Ego sometimes clings to limiting ideas. One such idea is the notion that starting a blog at some specific age proves to be futile because of it being too late. I recall hearing Gary Vaynerchuk professing how people in their early 20’s ask him if it is too late to begin a business. Do you see why ego deludes you? Fear manifests as all types of crippling beliefs holding you back. Someone clinging to fear, being 21 years old, asks if being 21 is too old for starting a business. Why? Some 21 year olds observe 14 year olds who create million dollar ventures. Or some 21 year olds see fellow 21 year olds who already became millionaires, when the limited-thinking 21 year old simply has never been an entrepreneur. Guess what? It is never late to begin blogging. It is never too late to begin blogging. I recall a 73 year old new to blogging who bought 4 of my eBooks after I wrote a guest post on Build Your Own Blog. He began blogging at 73 years old. Imagine that? Yet 21 year olds some 50 years his minor fear being 21 is too old for beginning a successful venture.

Fear makes you think silly things. Be beyond fear. Feel fear. Release fear. Move in a direction of possibilities. Move toward opportunities. Now is the time to begin blogging whether you are 21 or 101. Now is the time to begin. Seize the moment. Do you plan to be around for a bit? Blog. Begin blogging. It is never too late to start blogging because you and I sit in the perfect place at the perfect time for our individual journeys.
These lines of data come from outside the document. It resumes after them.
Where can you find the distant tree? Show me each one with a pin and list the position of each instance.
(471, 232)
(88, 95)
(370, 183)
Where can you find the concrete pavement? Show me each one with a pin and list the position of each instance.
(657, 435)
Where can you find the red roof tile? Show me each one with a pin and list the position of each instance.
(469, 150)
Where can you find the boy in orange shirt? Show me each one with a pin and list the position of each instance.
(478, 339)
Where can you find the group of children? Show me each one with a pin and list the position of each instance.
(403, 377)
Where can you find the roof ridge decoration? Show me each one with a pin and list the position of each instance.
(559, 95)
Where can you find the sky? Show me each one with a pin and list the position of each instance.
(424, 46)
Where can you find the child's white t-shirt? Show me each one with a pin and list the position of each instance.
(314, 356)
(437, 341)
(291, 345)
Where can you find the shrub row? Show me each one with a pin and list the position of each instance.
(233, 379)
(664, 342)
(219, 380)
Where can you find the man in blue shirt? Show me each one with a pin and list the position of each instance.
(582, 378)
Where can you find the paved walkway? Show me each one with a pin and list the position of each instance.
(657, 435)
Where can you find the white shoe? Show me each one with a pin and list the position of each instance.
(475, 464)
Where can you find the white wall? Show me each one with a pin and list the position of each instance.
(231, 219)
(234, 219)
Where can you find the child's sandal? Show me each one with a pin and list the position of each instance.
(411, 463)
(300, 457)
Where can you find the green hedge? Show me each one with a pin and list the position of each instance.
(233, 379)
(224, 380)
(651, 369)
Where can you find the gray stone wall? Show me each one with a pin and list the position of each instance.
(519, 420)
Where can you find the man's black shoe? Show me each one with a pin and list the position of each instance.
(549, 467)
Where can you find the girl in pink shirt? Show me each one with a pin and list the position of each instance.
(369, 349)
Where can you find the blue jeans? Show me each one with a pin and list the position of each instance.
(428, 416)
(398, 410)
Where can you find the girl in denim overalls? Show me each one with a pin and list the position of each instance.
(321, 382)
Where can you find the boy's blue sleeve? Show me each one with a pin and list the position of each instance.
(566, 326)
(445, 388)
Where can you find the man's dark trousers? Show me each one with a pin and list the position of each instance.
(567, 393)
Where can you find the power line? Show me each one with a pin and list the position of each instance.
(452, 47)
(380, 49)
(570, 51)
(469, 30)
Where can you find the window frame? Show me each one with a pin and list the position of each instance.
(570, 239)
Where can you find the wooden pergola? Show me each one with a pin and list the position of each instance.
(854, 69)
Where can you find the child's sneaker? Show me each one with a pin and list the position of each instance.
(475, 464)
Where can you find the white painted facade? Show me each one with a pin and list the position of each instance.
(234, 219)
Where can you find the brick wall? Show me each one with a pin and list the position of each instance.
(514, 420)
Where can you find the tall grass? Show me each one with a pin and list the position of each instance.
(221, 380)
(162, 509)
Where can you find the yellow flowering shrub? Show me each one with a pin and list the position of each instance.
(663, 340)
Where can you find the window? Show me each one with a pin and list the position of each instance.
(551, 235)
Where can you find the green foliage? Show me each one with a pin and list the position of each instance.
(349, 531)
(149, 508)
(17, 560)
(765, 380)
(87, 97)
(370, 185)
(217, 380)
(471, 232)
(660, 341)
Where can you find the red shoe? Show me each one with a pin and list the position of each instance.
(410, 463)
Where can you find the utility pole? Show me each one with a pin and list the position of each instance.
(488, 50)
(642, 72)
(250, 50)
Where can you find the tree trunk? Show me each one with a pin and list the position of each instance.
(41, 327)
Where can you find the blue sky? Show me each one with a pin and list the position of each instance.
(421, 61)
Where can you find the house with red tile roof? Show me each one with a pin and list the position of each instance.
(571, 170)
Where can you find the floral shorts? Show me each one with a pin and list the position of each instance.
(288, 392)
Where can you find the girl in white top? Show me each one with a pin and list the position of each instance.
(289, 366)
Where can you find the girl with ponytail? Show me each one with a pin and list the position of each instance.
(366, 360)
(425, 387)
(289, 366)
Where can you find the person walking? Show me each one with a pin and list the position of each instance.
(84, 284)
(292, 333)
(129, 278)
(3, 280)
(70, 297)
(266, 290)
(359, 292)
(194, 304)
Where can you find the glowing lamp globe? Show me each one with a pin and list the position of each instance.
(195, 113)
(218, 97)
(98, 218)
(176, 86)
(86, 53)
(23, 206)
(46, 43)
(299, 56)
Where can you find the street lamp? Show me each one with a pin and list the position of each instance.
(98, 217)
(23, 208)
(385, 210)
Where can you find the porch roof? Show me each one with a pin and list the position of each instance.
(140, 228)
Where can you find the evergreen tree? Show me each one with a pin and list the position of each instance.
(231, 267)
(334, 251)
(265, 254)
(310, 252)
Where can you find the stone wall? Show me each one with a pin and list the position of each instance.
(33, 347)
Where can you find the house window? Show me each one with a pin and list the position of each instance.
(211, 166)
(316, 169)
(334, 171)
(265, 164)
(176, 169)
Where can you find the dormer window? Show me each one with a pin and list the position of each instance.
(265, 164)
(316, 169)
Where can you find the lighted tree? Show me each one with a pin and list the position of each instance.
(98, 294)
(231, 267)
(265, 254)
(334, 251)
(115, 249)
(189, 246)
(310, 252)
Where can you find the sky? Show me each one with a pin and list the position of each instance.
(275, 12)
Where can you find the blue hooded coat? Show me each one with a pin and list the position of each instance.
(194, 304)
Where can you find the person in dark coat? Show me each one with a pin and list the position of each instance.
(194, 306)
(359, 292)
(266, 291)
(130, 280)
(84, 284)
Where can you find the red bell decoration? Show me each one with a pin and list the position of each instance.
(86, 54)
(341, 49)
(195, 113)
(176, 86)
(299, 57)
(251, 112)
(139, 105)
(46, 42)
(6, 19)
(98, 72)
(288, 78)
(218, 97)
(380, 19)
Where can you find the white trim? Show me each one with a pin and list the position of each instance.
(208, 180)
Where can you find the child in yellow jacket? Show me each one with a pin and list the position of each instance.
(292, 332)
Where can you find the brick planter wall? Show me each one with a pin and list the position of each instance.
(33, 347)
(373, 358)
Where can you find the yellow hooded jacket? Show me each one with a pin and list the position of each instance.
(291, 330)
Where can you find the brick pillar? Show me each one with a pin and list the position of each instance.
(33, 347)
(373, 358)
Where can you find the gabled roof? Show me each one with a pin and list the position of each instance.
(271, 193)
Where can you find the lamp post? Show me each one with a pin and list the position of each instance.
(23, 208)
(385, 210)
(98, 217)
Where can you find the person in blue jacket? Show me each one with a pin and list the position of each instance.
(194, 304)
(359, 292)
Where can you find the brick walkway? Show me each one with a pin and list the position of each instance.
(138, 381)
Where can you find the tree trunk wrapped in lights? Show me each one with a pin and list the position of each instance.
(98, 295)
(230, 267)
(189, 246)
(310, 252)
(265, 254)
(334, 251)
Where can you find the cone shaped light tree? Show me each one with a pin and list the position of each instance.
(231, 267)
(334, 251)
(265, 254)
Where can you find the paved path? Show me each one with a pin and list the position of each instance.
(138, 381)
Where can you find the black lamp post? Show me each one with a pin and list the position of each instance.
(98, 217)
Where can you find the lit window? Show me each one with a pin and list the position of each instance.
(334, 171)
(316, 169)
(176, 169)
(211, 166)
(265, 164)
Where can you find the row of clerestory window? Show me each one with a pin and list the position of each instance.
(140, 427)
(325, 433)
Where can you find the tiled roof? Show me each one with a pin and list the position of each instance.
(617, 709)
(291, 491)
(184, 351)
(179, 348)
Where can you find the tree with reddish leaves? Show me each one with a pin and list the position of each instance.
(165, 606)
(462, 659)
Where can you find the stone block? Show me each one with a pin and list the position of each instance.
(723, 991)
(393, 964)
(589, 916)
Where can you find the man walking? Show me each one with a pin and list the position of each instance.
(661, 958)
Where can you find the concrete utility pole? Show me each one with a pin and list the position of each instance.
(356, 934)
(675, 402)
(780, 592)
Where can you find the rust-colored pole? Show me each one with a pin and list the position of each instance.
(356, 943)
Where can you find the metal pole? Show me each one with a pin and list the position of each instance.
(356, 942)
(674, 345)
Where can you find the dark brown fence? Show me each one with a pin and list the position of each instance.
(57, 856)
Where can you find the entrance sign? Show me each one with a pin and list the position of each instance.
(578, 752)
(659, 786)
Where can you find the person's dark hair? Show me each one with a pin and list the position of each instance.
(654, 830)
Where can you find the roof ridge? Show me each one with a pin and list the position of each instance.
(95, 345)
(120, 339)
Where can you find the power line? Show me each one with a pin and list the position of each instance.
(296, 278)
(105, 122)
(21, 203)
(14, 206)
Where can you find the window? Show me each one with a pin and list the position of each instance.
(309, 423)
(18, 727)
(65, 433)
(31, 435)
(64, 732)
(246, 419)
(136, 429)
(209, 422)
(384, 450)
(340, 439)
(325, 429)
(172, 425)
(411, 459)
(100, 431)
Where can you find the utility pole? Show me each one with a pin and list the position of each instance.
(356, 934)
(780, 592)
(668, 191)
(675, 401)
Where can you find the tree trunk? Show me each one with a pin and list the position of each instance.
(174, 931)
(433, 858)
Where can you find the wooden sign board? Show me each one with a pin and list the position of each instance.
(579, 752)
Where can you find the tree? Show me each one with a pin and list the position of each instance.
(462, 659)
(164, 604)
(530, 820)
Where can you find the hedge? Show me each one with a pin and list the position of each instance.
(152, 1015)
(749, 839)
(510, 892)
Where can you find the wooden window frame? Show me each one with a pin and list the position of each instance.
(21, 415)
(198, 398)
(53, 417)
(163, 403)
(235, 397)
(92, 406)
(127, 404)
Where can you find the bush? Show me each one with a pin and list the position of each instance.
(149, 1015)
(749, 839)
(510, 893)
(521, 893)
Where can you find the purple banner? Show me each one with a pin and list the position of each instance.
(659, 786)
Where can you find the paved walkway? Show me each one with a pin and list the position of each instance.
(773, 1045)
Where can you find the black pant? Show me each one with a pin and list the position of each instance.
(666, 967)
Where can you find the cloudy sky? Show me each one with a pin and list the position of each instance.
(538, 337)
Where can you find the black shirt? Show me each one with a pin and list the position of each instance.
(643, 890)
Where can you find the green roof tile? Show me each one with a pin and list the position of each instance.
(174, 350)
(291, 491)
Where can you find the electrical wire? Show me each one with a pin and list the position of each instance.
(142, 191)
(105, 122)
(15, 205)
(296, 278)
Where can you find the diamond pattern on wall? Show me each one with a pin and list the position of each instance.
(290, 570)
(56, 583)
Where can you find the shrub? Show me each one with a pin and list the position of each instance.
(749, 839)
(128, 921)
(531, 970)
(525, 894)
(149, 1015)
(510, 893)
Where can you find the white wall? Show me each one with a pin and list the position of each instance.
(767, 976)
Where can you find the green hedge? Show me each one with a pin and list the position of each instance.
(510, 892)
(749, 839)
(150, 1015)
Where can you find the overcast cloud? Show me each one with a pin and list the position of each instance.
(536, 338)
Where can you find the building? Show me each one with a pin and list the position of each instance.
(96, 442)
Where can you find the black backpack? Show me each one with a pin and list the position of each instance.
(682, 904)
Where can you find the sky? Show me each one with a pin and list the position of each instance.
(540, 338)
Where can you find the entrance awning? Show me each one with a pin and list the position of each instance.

I began blogging in my mid 30’s. 35 years old, to be exact. Being a 35 year old beginner blogger never crossed my mind as being too old because I did not cling to the fear fueling that too old, aged, limiting belief. I saw actual 12 year olds blogging during my newbie blogging days. Who cares that a kid 20 years my junior began blogging? I had 20 more years LIFE experience than he. Possessing 20 more years life experience puts you at a tremendous advantage when it comes to learning the in’s and out’s of blogging the right way. Heck; the 73 year old new blogger may have zero blogging experience but 73 years of life experience. What seems more important at that point in your life? Does knowing how to format a blog post at 73 count more than the fearlessness, serenity and peace you acquired from facing 73 years worth of fears? Dude begins blogging with the mindset of a Blogging Yoda, for all he faced and for all the experience he has. Does THAT sound like it’s too late for blogging?

The only thing I would say is to begin blogging now because blogging experience is your best ally. Do not wait on the sidelines. Even though you can begin blogging at any age, why wait until you turn 45 when you can begin blogging now, at age 40? Why hesitate? Experience benefits you tremendously. Whether you start blogging at 13 or 73, experience earned and learned from, accelerates your blogging success. But you need to see the journey through and you need to begin blogging now. Go ahead. Blog. It’s not too late!